Seit fast 30 Jahren untersuche ich, wie Jugendliche in Japan und der USA Technologie nutzen und ich habe bei jeder neuen „Technologiewelle", die sie sich aneignen und zu eigen machen, eine generationsübergreifende Dynamik entdeckt. Die Erwachsenen sorgen sich, die Jugend experimentiert mit neuen Technologien und letztendlich fangen die Älteren an, die neu geschaffene digitale Kultur der Jüngeren zu übernehmen.

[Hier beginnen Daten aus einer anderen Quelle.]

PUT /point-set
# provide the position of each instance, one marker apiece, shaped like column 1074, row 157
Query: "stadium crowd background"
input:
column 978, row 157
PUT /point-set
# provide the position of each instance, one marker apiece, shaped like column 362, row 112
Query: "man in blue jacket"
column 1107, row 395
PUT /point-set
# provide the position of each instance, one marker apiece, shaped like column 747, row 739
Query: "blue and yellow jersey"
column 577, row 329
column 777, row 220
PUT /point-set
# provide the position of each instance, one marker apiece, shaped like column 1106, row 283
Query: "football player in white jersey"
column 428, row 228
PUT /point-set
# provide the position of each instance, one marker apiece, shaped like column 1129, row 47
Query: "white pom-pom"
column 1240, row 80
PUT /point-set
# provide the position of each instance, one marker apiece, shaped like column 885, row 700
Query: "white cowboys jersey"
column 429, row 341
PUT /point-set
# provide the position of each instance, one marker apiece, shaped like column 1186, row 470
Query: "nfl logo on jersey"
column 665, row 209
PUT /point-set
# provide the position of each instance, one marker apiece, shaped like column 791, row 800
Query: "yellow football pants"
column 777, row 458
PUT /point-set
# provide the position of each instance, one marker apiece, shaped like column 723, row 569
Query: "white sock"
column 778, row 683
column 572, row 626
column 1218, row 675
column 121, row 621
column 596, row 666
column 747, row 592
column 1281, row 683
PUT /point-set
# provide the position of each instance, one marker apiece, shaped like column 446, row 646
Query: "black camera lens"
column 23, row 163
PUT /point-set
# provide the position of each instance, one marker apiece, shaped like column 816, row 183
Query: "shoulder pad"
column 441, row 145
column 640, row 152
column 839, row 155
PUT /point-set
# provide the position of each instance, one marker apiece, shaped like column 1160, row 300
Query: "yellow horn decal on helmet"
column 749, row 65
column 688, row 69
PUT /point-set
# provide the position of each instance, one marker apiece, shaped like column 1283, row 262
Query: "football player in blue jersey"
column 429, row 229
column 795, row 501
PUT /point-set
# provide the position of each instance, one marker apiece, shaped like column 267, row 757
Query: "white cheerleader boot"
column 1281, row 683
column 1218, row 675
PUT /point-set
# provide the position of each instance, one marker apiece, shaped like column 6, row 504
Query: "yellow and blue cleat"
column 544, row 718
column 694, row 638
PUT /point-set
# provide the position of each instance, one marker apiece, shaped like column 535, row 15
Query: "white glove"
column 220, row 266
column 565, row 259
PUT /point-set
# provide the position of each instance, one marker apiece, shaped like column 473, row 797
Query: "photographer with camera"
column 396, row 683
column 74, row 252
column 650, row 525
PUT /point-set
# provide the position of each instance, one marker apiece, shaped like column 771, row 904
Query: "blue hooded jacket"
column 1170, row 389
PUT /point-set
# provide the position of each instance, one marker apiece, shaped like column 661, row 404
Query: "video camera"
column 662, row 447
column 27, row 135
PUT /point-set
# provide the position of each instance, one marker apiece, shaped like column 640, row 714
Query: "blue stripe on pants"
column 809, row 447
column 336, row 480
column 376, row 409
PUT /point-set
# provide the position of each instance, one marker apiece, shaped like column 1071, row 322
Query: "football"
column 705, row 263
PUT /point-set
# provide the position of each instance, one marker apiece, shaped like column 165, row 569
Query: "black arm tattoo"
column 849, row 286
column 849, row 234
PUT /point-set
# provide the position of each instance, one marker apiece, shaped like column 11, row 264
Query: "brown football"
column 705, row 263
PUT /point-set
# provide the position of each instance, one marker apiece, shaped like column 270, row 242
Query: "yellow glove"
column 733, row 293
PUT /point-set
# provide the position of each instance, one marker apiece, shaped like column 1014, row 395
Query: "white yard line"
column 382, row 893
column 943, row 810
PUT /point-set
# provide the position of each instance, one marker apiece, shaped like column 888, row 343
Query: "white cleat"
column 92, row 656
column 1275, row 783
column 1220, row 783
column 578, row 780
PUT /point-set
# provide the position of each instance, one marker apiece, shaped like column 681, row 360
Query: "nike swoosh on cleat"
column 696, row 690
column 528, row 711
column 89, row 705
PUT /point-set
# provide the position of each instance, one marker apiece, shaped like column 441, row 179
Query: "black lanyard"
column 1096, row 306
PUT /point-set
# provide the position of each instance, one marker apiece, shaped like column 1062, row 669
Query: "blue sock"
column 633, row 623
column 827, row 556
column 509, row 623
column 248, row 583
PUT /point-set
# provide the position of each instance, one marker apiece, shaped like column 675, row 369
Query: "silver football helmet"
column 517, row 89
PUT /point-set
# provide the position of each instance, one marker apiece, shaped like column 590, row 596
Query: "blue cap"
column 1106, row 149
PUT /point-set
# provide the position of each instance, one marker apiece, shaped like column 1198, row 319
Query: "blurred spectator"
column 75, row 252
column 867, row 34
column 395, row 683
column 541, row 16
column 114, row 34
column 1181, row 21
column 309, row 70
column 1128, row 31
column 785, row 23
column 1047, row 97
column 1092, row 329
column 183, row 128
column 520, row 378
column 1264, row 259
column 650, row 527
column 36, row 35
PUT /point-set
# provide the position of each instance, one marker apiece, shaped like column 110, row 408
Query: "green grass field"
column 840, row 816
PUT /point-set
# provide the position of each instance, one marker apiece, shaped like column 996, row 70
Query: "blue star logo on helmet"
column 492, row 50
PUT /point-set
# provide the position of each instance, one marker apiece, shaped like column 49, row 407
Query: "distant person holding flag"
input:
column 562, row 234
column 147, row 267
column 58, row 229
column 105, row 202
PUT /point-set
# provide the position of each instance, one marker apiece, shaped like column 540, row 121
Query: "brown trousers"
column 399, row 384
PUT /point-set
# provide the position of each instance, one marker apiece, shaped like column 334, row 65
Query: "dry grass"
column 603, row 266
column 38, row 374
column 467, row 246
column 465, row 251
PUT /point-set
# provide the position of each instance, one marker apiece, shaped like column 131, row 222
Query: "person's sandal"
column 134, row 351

Wir bewundern Tech-Riesen, die schon zu Studentenzeiten ihre Unternehmen gegründet haben. Dabei vergessen wir aber häufig die täglichen Erfolgsgeschichten junger Menschen rund um den Globus, die sich Technologien auf innovative, fortschrittliche und selbstverwirklichende Weise zu Nutze machen. Der Optimismus und die Kreativität junger Menschen ist wie Sonnenenergie – sie wird ständig erneuert und bleibt weitgehend ungenutzt. Wenn wir ihre vielfältigen Bedürfnisse und Stärken erkennen, können wir Jugendliche als Vordenker, Lernende und Treiber von Veränderungen unterstützen.
Innovation
In den späten Neunzigern saß ich in U-Bahnen, lief durch Tokios Straßen und beobachtete, wie Jugendliche ihre Mobiltelefone nutzten. Mein Forschungsteam an der Keio Universität sammelte detaillierte Protokolle von Textnachrichten und Sprachkommunikationen von Schülern aus der Oberstufe. Sie gaben Aufschluss darüber, wie sie Textnachrichten, Emojis, die Smartphone-Kamera und das mobile Internet nutzen. Der Rest der Welt war skeptisch, dass sich das mobile Internet über Japan hinaus durchsetzen würde. Es sollte fast ein Jahrzehnt dauern, bis Textnachrichten in den USA weit verbreitet waren. Ich hätte mir nie träumen lassen, dass Menschen aller Altersgruppen auf der ganzen Welt 20 Jahre später mit Emojis und Smartphone-Fotos kommunizieren würden.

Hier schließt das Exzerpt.